Casi 550,000 cubanos podrían quedar en riesgo de deportación debido a las nuevas medidas migratorias de Donald Trump, entre las que se hallan la suspensión, indefinidamente, de los programas de permiso humanitario (parole) para ciudadanos de Cuba, Haití, Nicaragua y Venezuela y sus familiares inmediatos, que permitían la entrada temporal de migrantes por razones humanitarias o de beneficio público significativo.

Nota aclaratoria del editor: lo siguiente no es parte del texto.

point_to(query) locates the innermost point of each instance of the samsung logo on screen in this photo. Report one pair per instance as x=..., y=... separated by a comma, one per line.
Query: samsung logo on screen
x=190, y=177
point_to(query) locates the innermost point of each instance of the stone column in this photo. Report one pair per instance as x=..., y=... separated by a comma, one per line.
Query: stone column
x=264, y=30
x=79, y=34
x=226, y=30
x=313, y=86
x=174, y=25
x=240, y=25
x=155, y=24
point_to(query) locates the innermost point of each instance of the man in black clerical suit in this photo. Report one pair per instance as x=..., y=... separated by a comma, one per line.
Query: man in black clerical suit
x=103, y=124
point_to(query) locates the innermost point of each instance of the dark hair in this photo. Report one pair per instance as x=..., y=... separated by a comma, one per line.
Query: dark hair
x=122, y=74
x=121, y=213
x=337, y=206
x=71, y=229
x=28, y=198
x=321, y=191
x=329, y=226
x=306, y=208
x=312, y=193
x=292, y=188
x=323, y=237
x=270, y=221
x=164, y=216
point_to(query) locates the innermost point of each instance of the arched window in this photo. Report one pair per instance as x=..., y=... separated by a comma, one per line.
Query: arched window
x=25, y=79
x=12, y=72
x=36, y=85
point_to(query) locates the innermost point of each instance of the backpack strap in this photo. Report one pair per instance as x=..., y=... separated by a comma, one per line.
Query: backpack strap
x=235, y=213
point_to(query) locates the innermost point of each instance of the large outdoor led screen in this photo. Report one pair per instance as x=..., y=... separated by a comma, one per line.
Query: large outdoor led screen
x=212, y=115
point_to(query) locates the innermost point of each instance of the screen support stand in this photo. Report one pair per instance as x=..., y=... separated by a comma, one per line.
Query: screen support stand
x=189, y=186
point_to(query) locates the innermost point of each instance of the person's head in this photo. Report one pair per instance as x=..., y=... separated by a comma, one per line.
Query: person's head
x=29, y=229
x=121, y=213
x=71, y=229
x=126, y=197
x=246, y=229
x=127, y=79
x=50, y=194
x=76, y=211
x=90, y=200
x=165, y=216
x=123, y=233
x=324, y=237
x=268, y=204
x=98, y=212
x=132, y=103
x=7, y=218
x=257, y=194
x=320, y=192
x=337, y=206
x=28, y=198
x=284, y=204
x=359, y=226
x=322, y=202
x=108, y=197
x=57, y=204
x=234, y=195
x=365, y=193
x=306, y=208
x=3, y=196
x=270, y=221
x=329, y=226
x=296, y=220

Cifras aproximadas indican que, desde el inicio del programa en 2023 y hasta julio de 2024, unos 110,000 cubanos fueron examinados y autorizados para viajar bajo el programa de parole.
De ellos, unos 70,000 contarían con parole pero no habrían llegado a obtener la residencia permanente y actualmente podrían estar en riesgo de expulsión de EE.UU., según consta en un documento oficial del Departamento de Seguridad Nacional (DHS) circulado este viernes, donde se especifica que quienes no tengan otra base legal para permanecer en el país deberán abandonar el territorio o enfrentar procedimientos de deportación.
La orden anuncia que se revocarán también los permisos de viaje pendientes, los apoyos confirmados (I-134A) y la autorización de empleo derivada del parole.
Por otra parte, se estima que unos 400,000 cubanos solo tienen un documento I-220A, otorgado en puntos fronterizos de EE.UU. bajo un criterio de libertad bajo supervisión, pero sin ser reconocido como admisión legal formal en el país.
Ese grupo debe esperar la resolución de sus solicitudes de asilo político o un posible parole que les permita acceder a la residencia permanente.
Sin embargo, actualmente, la Oficina de Inmigración y Control de Aduanas de Estados Unidos (ICE, por sus siglas en inglés) ha intensificado la supervisión de inmigrantes beneficiados con I-220A. Quienes han comparecido a citas programadas en las oficinas de ICE en Florida han sido notificados de que estarán sujetos a un monitoreo más estricto mientras sus casos de asilo avanzan en tribunales.
Las nuevas medidas de control, como posibles visitas domiciliarias, intensifican el temor a la deportación y afectan su estabilidad mientras esperan una resolución legal en EE.UU.
A los anteriores casos, que se encuentran en un "limbo" migratorio y podrían terminar deportados, se suman los más de 42,000 cubanos con orden de deportación en EE.UU., según datos internos del ICE obtenidos por la cadena Fox News.
La deportación de esos cubanos, que obtuvieron un documento I-220B, ha sido ordenada por un juez de inmigración del Departamento de Justicia, pero aún se encuentran en el país y no están bajo custodia del ICE.
¿Sin opciones?
Aunque la Ley de Ajuste Cubano permite a los ciudadanos de la Isla solicitar la residencia permanente tras un año y un día en EE.UU., una suspensión de trámites a finales de febrero impidió que muchos cubanos accedieran a este beneficio, pues sus solicitudes se detuvieron mientras se revisaban por posibles preocupaciones de fraude y seguridad.
El gobierno de Estados Unidos suspendió el procesamiento de solicitudes de residencia permanente para cubanos, así como para otros inmigrantes que llegaron bajo el programa de parole humanitario implementado durante la administración de Joe Biden.
La medida afectó principalmente a los beneficiarios del programa de reunificación familiar, que incluyen a miles de cubanos que ingresaron a EE.UU. bajo este estatus.
Aunque la crisis en Cuba sigue siendo un factor determinante en la salida de sus ciudadanos, las nuevas restricciones impuestas por EE.UU. han limitado severamente las opciones de los migrantes.
Los cruces fronterizos de cubanos hacia Estados Unidos también se desplomaron. En febrero de 2025, apenas 150 ingresos fueron registrados, según los datos más recientes de la Oficina de Aduanas y Protección Fronteriza (CBP, por sus siglas en inglés).